Showers, sharks and shabu shabu

Kansai International Airport was barely open when we emerged from immigration. All of us felt grimy and smelly from the long flights and humid stops. A land side lounge provided 15 minutes of showers and an hour of shower room use for about $5 a pop. I didn’t know how to use 15 minutes of water, after being brought up to conserve this precious substance, but it felt wonderful to have a wash and change clothes.

While B and Alex at breakfast at McDonalds (McDonalds???) I hired a phone to share 4G over wifi and bought us three day Kansai Thru Passes which enable us to use most private railways and subways in the region.

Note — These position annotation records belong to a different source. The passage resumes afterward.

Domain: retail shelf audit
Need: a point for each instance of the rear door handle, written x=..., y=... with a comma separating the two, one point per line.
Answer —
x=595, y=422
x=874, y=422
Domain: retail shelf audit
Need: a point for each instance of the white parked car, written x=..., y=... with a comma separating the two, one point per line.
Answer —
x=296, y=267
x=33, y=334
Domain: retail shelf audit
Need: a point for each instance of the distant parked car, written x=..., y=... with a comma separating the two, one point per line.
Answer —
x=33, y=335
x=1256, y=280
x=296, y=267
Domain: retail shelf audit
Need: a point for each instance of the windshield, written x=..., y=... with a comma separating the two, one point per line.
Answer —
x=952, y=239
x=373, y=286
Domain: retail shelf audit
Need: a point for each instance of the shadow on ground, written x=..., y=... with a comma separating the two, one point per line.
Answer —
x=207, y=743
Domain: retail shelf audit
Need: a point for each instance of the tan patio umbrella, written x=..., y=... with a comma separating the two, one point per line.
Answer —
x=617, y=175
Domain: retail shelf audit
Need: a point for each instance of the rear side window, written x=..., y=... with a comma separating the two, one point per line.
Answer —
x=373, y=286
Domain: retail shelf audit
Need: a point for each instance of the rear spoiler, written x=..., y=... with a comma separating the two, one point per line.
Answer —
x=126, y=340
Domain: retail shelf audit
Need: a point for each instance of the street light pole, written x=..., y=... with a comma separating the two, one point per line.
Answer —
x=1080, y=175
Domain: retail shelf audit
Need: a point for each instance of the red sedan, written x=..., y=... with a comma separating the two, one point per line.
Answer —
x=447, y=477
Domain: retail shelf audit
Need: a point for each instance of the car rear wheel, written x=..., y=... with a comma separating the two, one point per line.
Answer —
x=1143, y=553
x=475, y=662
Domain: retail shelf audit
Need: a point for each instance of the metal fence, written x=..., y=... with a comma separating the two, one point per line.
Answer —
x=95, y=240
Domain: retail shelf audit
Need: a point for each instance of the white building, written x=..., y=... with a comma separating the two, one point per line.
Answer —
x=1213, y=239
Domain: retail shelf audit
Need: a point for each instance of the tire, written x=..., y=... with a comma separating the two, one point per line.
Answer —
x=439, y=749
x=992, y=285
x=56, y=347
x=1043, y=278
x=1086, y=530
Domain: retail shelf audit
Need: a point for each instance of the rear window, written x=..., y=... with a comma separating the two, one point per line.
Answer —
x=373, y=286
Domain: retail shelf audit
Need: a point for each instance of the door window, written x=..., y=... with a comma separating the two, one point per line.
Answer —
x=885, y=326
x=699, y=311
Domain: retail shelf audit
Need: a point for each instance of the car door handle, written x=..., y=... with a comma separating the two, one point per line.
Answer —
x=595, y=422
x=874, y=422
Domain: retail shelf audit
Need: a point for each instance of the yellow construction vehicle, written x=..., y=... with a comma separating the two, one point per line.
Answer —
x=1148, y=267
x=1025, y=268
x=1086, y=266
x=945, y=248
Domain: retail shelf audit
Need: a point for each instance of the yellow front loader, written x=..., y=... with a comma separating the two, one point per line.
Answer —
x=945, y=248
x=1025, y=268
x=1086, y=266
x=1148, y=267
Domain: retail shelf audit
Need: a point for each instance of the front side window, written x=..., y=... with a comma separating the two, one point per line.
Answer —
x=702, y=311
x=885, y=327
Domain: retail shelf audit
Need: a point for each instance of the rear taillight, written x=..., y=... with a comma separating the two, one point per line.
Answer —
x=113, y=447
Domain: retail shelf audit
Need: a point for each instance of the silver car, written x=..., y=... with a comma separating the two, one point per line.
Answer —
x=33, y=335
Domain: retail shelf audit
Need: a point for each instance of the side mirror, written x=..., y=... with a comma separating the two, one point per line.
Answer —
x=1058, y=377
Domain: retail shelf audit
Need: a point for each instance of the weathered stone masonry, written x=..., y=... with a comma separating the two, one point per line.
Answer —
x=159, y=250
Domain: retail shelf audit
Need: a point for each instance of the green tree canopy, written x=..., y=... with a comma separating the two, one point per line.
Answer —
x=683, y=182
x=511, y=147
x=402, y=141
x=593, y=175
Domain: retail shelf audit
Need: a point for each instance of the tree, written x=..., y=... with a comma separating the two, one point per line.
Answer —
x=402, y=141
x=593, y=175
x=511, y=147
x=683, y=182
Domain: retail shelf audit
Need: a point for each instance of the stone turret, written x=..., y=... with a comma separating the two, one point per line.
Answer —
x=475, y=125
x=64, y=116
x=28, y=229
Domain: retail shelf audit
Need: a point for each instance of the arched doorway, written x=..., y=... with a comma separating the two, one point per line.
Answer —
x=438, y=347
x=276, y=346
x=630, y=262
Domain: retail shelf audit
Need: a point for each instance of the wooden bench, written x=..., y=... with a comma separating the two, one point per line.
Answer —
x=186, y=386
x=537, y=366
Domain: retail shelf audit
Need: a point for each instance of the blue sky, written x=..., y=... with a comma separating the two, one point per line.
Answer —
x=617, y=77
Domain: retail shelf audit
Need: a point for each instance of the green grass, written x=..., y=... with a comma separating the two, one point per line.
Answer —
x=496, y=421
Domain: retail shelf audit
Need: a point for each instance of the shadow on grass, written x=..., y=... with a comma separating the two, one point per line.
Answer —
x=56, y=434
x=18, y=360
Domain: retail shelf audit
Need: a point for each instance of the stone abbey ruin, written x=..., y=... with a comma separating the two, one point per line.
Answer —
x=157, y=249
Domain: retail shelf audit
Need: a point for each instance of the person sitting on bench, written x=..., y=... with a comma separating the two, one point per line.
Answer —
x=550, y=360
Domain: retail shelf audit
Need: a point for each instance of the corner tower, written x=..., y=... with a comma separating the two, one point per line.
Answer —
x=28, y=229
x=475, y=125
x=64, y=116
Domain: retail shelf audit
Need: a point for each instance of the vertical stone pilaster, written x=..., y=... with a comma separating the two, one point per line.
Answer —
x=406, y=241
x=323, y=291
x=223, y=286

A Darth Vader fronted and cathedral interiored Rapit:B train brought us from the airport to Nankai Namba station in Osaka. From there we used the subway to get to our hotel in Yodoyabashi.

As predicted, there was no early check in at the Toyoko Inn, so we left our bags, had a morning tea/breakfast of thick toast and salad at a nearby Pronto, and caught the train to Osakako and the Osaka Kaiyukan, the aquarium. A group of young foreigners was also headed there.

Alex was a bit disappointed by the lack of noisy traffic lights with countdowns along the way, so he provided his own sound effects.

B and I had visited the aquarium back in 2006 and been very impressed, so we thought we’d share the experience with Alex. He does like the Octonauts.

For most of it he was quite enthusiastic, running up to the glass to watch the antics of the otters, seals, penguins and dolphins, the whale sharks and rays in the big central tanks, which is viewable from many levels. Eventually he got a bit tired and hungry, while B and I were still admiring the ugly but big sunfish, schools of sardines, huge deep sea spider crabs and my favourite, the amazing jellyfish displays.

At the end there was a touch tank which he quite enjoyed.

B and I ate okonomiyaki and yakisoba at the adjacent food and shopping centre, but Alex fell asleep. We brought him to an indoor play area, where he climbed high up frames and shared cooking duties with a young girl, though neither understood each other’s language. Then we gave him some fried chicken from the “historical recreation” shops inside the centre.

We were all really tired, so we returned to the hotel, by which time our room was ready. Three hours later and we were ready to find food and shops.

The Midosuji subway carried us one stop further to Umeda. There we located an all you can eat shabu shabu restaurant from an earlier visit, though we had to wait 30 minutes to get in. I love dipping the thin beef and pork slices, along with various fresh vegetables into the bubbling pot of stock to cook, then dipping them again in sauces before eating. Plus soft serve ice cream was included at the end!

There was little time left now for shopping, with most shops closing at 9 pm, though we did spend a bit of time in Kiddyland, full of toys. We took a walk up along the direction of the Hankyu railway tracks, stopping to enjoy more fish tanks that line one arcade.

Totally exhausted, we then returned back to the hotel for a not so early sleep.